I've been following the whole Rangers FC administration circus for quite a while now, and with today's developments it has got me thinking. The potential new owner of rangers fc plans to create a new 'incubator' company to transfer all the assets to, then pursue a CVA with the old company. By doing this it means the creditors will get far less return and the new company retains all the assets. Is this legal?
If this is normal practice in corporate insolvency, can it be implemented into personal insolvency? Let's say someone had a house, fancy car and a mountain of unsecured debt. Can this person transfer all their assets to a very trusting friend or family member then pursue down the trust deed route, pay very little to their creditors, get discharged after 3 years or so, then have their assets returned and debt free.
Surely this would be deemed illegal and somewhat fraudulent on a corporate and personal level or is this just another way our system is abused?
I am very intrigued to hear from the experts on this.
I'm not an expert.
But, I'd have thought that if all insolvency were the same, then we'd just talk about 'insolvency'.
By talking about 'corporate insolvency' and 'personal insolvency, there's already a suggestion of difference. And different approaches.
'Corporate insolvency' appears to have a number of different categories - going by what I've read about the high-profile corporate insolvency you mention!
I know that 'personal insolvency' has different categories. Sequestration and Protected Trust Deeds are both 'personal insolvency'. They are not identical.
I don't think it's fair to ask identifiable professionals "Is this proposed solution to a high-profile corporate insolvency case 'legal'?" That's for the parties involved in the actual case to deal with.
Hi Big al
I do personal and corporate insolvency and the 'incubator' spin is absolute PR nonsense.
Corporate & Personal insolvency follow pretty much the same path believe it or not. In the current situation, ( very generally) a single entity owns assets and owes debts. Someone pays £x for the assets and these are then held by a new company. They then try to get creditors to agree a payment using the £x they received in full and final settlement.
Two things will happen, either the creditors agree to accept and the company continues or they don't and the company is liquidated. The asset position is irrelevant in both scenarios. If the company is liquidated, then that is the end of things and the former company no longer exists. If it is accepted, the company continues as is.

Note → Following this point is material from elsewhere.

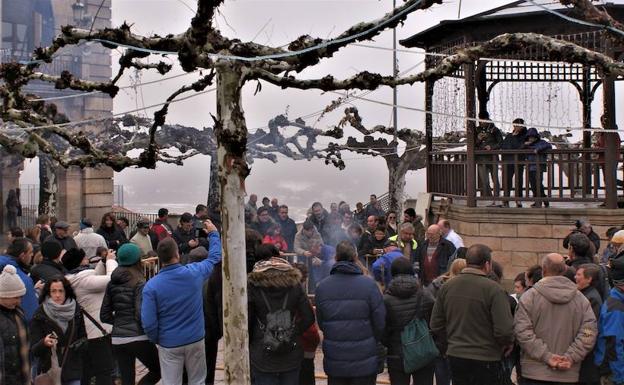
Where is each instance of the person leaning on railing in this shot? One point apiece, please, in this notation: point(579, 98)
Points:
point(537, 164)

I've been involved in countless liquidations, administrations etc etc and the only variation in the current scenario ishow it's reported. Incubator insolvency does not exist, it's merely an insolvency practitioner selling the assets of a distressed company and hoping creditors accept a pence in the £ deal. Nothing more.
Mark
Mark is not posting regularly in the Trust-deed.co.uk forum.
Can creditors block an asset sale if they think the assets have been sold too cheaply? As selling 3-4 players alone would generate £10-12m not to mention The stadium and training facilities. Surely the creditors would get more if they liquidated the company with assets intact.
Hi Big_al.
I'm not sure how much the experts here will want to get into this subject.
It's certainly very interesting, but it's also quite off-topic for a forum based around personal debt solutions and personal insolvency.
I'm sure there are plenty of other forums where it's being discussed a lot (in a pretty lively fashion perhaps!).